Mala beads, also sometimes known as Buddhist prayer beads, are long necklace-type tools traditionally used for mantra practice and meditation. Mala in Sanskrit means garland, and interestingly bead has the origin bede which translates as prayer. Beads have long been associated with power, status symbols amulets for luck and spiritual and religious tools.
How Mala Beads are used
A Mala is a string of beads made up of 108 beads and 1 guru bead. The guru bead is said to represent your intention as you sit in meditation or some say the guru beads represents your teacher. When using Mala beads they are held in the right hand and draped between your middle finger and index finger. You use your thumb to count each bead reciting your mantra as you go. Once you arrive at the guru bead you turn back and count the other way. Never crossing the guru bead only perhaps pausing to offer gratitude to your mantra and to your teacher.
A Mala can be worn around your neck or wrist. It could also be hung somewhere that you meditate or worship. I like to have it by my mat while I do my asana practice, or to wear when I am in need of a certain energy. It is good to keep in mind that your Mala is a sacred item as should be treated with care and respect.
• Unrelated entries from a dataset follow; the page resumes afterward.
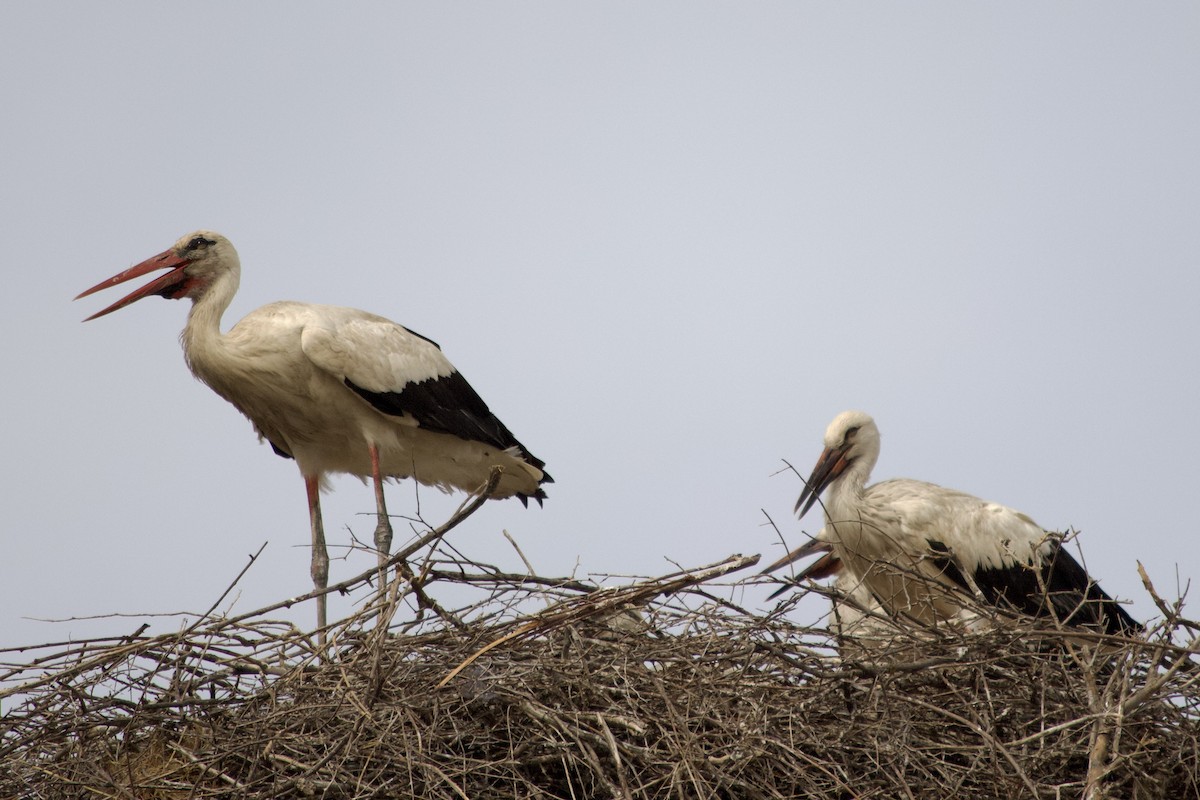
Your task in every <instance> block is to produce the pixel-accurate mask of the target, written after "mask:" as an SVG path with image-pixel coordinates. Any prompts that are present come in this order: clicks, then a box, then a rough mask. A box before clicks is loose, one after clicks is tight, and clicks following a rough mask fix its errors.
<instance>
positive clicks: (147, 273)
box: [76, 249, 191, 323]
mask: <svg viewBox="0 0 1200 800" xmlns="http://www.w3.org/2000/svg"><path fill="white" fill-rule="evenodd" d="M188 264H191V261H190V260H188V259H186V258H180V257H179V255H178V254H175V251H174V249H168V251H163V252H162V253H158V254H157V255H155V257H152V258H148V259H146V260H144V261H142V263H140V264H138V265H137V266H131V267H130V269H127V270H125V271H124V272H119V273H116V275H114V276H113V277H110V278H108V279H107V281H101V282H100V283H97V284H96V285H94V287H92V288H90V289H88V290H86V291H80V293H79V294H78V295H77V296H76V300H78V299H79V297H86V296H88V295H90V294H94V293H96V291H100V290H101V289H107V288H108V287H115V285H116V284H118V283H125V282H126V281H132V279H133V278H139V277H142V276H143V275H148V273H150V272H154V271H155V270H170V272H167V273H166V275H162V276H160V277H157V278H155V279H154V281H151V282H150V283H148V284H145V285H144V287H142V288H140V289H138V290H137V291H133V293H131V294H128V295H126V296H125V297H121V299H120V300H118V301H116V302H114V303H113V305H112V306H109V307H108V308H104V309H103V311H97V312H96V313H95V314H92V315H91V317H89V318H88V319H85V320H83V321H85V323H86V321H89V320H91V319H96V318H97V317H103V315H104V314H110V313H113V312H114V311H116V309H118V308H125V307H126V306H128V305H130V303H133V302H137V301H138V300H142V299H143V297H149V296H150V295H160V296H163V297H172V299H174V297H181V296H182V295H184V291H185V290H186V283H187V276H186V275H184V267H186V266H187V265H188Z"/></svg>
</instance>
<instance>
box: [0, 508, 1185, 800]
mask: <svg viewBox="0 0 1200 800" xmlns="http://www.w3.org/2000/svg"><path fill="white" fill-rule="evenodd" d="M460 522H461V519H460ZM455 524H457V522H456V523H455ZM443 533H444V530H443ZM436 534H437V531H430V534H427V535H426V536H427V537H422V540H421V541H424V542H425V546H427V547H432V546H433V545H434V543H436V542H437V541H438V539H439V536H437V535H436ZM419 552H420V548H416V549H407V551H406V552H404V554H397V555H396V557H395V558H394V559H392V565H397V566H398V565H401V564H402V563H404V561H406V560H408V559H412V558H413V557H414V555H416V554H418V553H419ZM755 560H756V559H755V558H752V557H751V558H743V557H731V558H728V559H726V560H724V561H721V563H718V564H714V565H709V566H707V567H700V569H696V570H679V571H676V572H672V573H670V575H665V576H661V577H656V578H646V579H636V581H635V579H630V581H629V582H628V583H626V584H625V585H620V587H607V588H601V587H599V585H596V584H595V583H592V582H588V581H580V579H575V578H553V577H539V576H527V575H515V573H508V572H504V571H502V570H498V569H496V567H491V566H487V565H479V564H469V563H467V561H464V560H462V559H461V558H458V559H456V560H449V561H448V560H445V559H444V555H443V554H439V553H432V554H430V555H427V557H426V558H425V559H424V560H422V561H421V563H413V564H412V570H410V571H403V570H402V573H403V577H402V578H401V579H392V581H391V583H390V585H389V587H386V589H388V593H386V594H385V595H380V594H379V593H378V587H371V585H368V584H367V583H366V582H367V581H368V579H371V578H372V577H374V576H376V569H372V570H370V571H368V572H365V573H364V575H362V576H359V578H356V579H354V581H352V582H344V583H343V585H342V589H341V590H344V591H350V593H358V594H359V595H360V596H361V597H362V600H364V601H370V602H365V604H364V607H362V608H361V610H360V612H359V613H358V614H355V615H354V616H352V618H349V619H346V620H342V621H341V622H337V624H336V625H332V626H330V630H329V637H328V639H329V644H328V646H326V649H325V651H324V652H323V654H318V650H317V645H316V643H314V639H313V637H312V636H311V634H310V633H308V632H305V631H300V630H296V628H295V627H294V626H292V625H290V624H287V622H281V621H277V620H271V619H270V618H269V614H270V613H272V612H274V610H275V609H277V608H278V607H280V606H272V607H269V608H268V609H263V610H262V613H259V614H250V615H246V614H242V615H239V616H236V618H232V619H212V618H208V619H204V620H203V624H196V625H191V626H187V627H186V628H185V630H182V631H180V632H179V633H174V634H160V636H152V637H151V636H145V634H144V632H142V631H139V632H138V633H136V634H133V636H130V637H121V638H109V639H96V640H92V642H79V643H64V644H55V645H43V646H38V648H28V649H25V651H24V652H20V654H17V652H16V651H8V652H7V655H6V656H5V654H0V657H8V658H12V657H14V656H17V655H19V656H20V657H22V661H20V662H12V663H7V664H0V698H2V699H0V702H2V703H4V720H2V724H0V796H31V798H32V796H36V798H48V799H58V798H64V799H65V798H79V796H110V798H139V799H144V800H158V799H175V798H179V799H182V798H254V799H256V800H257V799H259V798H295V796H323V798H398V796H422V798H434V799H442V798H445V799H455V800H462V799H464V798H472V799H475V800H478V799H488V798H539V799H551V798H564V799H565V798H599V796H604V798H622V799H625V798H629V799H634V798H698V796H706V798H707V796H714V798H794V796H805V798H817V799H822V798H839V799H840V798H905V796H910V798H965V796H966V798H1031V796H1032V798H1048V799H1049V798H1067V796H1070V798H1079V796H1096V798H1100V796H1112V798H1194V796H1200V757H1198V736H1200V691H1198V688H1196V684H1198V678H1196V674H1198V670H1195V669H1193V668H1189V667H1188V666H1186V664H1189V663H1190V662H1188V661H1186V658H1187V656H1188V655H1189V652H1188V649H1187V648H1186V646H1184V645H1186V644H1187V643H1188V642H1190V639H1192V637H1193V636H1194V631H1193V630H1192V628H1190V627H1189V626H1190V622H1188V621H1187V620H1184V619H1183V618H1182V614H1181V612H1182V608H1181V606H1180V604H1178V603H1174V604H1171V603H1166V602H1160V599H1159V602H1160V604H1159V608H1162V609H1164V610H1165V613H1166V619H1164V621H1163V622H1162V624H1160V625H1158V626H1156V627H1154V628H1153V630H1152V631H1151V632H1150V633H1148V634H1147V637H1146V638H1144V639H1115V638H1114V637H1098V636H1097V637H1093V638H1092V639H1088V638H1087V637H1080V636H1078V634H1075V636H1070V637H1067V636H1064V634H1063V632H1062V631H1058V630H1055V628H1054V627H1052V626H1048V625H1044V624H1037V622H1034V621H1032V620H1024V621H1022V620H1010V619H1009V620H1006V621H1004V624H1002V625H997V626H996V627H995V630H991V631H989V632H983V633H978V632H977V633H965V632H961V631H953V630H944V628H943V630H938V631H929V630H918V628H916V627H912V625H911V622H906V621H898V622H894V627H895V636H894V637H893V638H892V639H890V640H888V642H887V643H886V644H884V645H882V646H880V648H877V649H872V650H870V651H869V652H865V651H862V650H858V651H856V650H852V649H845V650H844V652H842V654H841V656H839V654H838V650H836V646H835V644H836V643H834V642H832V640H830V637H829V634H828V633H827V632H826V631H824V630H822V628H814V627H809V626H804V625H799V624H797V622H794V621H793V620H792V616H793V614H791V613H790V612H791V608H792V607H793V604H794V599H792V600H788V601H786V602H784V603H781V604H779V606H775V607H772V608H769V609H766V610H764V612H763V610H757V612H756V610H754V609H748V608H744V607H742V606H739V604H737V603H734V602H733V597H736V596H740V595H742V594H745V593H749V591H757V588H756V587H755V585H754V583H751V581H754V579H750V581H745V582H739V583H722V582H727V581H728V577H727V576H728V575H730V573H731V572H733V571H736V570H739V569H743V567H745V566H749V565H751V564H754V563H755ZM434 567H436V569H434ZM449 588H452V589H454V591H444V590H445V589H449ZM1151 589H1152V587H1151ZM334 590H337V589H334ZM464 591H466V593H468V594H469V595H470V596H473V597H474V600H472V601H470V602H468V603H466V604H460V606H457V607H449V606H446V600H445V597H446V596H457V597H462V596H463V593H464ZM431 608H434V609H436V610H433V612H431V610H430V609H431ZM383 620H390V622H389V624H388V625H383V624H382V621H383ZM1181 640H1182V642H1183V643H1184V645H1181V644H1180V642H1181ZM318 655H322V657H320V658H318ZM439 686H440V687H439Z"/></svg>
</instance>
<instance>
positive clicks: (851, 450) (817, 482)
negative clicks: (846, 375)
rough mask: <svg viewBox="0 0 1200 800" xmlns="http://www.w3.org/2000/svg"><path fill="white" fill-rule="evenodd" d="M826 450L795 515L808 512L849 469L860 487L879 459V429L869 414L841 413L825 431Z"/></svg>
mask: <svg viewBox="0 0 1200 800" xmlns="http://www.w3.org/2000/svg"><path fill="white" fill-rule="evenodd" d="M824 445H826V449H824V451H823V452H822V453H821V457H820V458H818V459H817V465H816V467H814V468H812V475H811V476H809V480H808V481H806V482H805V485H804V491H803V492H802V493H800V499H799V500H797V501H796V512H797V513H798V515H799V516H802V517H803V516H804V515H805V513H808V511H809V509H811V507H812V504H814V503H816V501H817V498H818V497H820V495H821V493H822V492H824V489H826V487H827V486H829V485H830V483H833V482H834V481H835V480H836V479H838V477H839V476H841V475H842V474H844V473H846V470H847V469H851V468H853V469H852V470H851V474H852V475H853V480H854V481H856V482H857V483H858V485H859V487H862V485H865V483H866V477H868V476H869V475H870V474H871V470H872V469H875V462H876V461H878V458H880V429H878V428H877V427H876V425H875V420H872V419H871V415H870V414H866V413H864V411H842V413H841V414H839V415H838V416H835V417H834V420H833V422H830V423H829V427H828V428H827V429H826V439H824Z"/></svg>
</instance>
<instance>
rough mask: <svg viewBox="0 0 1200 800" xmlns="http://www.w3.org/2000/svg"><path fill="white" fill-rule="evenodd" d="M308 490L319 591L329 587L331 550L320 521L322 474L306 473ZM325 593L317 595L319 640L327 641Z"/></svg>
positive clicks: (324, 528)
mask: <svg viewBox="0 0 1200 800" xmlns="http://www.w3.org/2000/svg"><path fill="white" fill-rule="evenodd" d="M304 485H305V489H307V492H308V522H310V524H311V525H312V570H311V571H312V585H313V587H314V588H316V589H317V590H318V591H319V590H322V589H325V588H326V587H329V551H328V549H325V525H324V523H322V521H320V476H319V475H305V476H304ZM326 621H328V619H326V615H325V595H320V596H319V597H317V631H318V633H317V640H318V642H320V643H322V644H324V643H325V624H326Z"/></svg>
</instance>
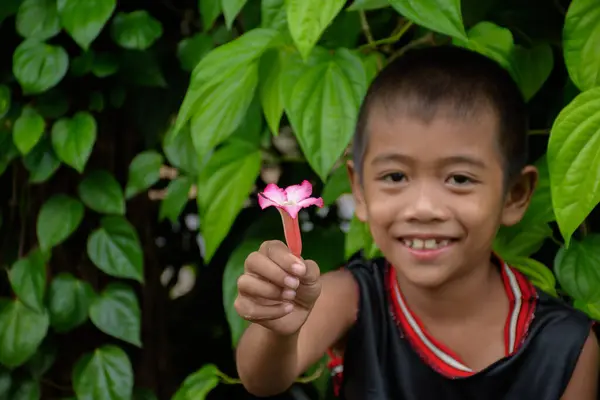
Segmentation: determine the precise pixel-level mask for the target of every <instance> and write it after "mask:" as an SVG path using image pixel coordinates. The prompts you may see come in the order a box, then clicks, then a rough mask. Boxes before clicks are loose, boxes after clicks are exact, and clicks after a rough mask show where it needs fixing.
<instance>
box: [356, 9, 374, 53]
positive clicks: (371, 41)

The significance of Mala Beads
For many simply wearing a Mala that you have chosen due to be attracted to the particular energy that it holds will bring a sense of calm, focus and connection, or grounding. My Mala designs use gemstones and colour and are inspired by the seven main Chakras; the Root Chakra (for grounding), the Sacral Chakra (for emotions and intimacy), the Solar Plexus Chakra (for wisdom and power), the Heart Chakra (for love and healing), the Throat Chakra (for communication), the Third Eye Chakra (for awareness) and the Third Eye Chakra (for spirituality).
The history of Mala Beads
Many traditions have beads that are used within a spiritual practice, such as the rosary in the catholic tradition, in fact when the Roman Empire was trading with India they mistook the word Japa for Jap the latin word for Rose, as a result the beads as they came to be used in Rome became known as Roserium or Rosary in English.
A Mala is used in in Hinduism, Jainism Buddhism and Shinto, for the spiritual practice known in Sanskrit as Japa (reciting meditation).
The use of beads in prayer can be traced in origin to 8th Century India and are first pictured in a Bodhisattva image created in the 4th-6th century in the Wei Dynasty in China and is being held in a hand not simply being worn as an adornment.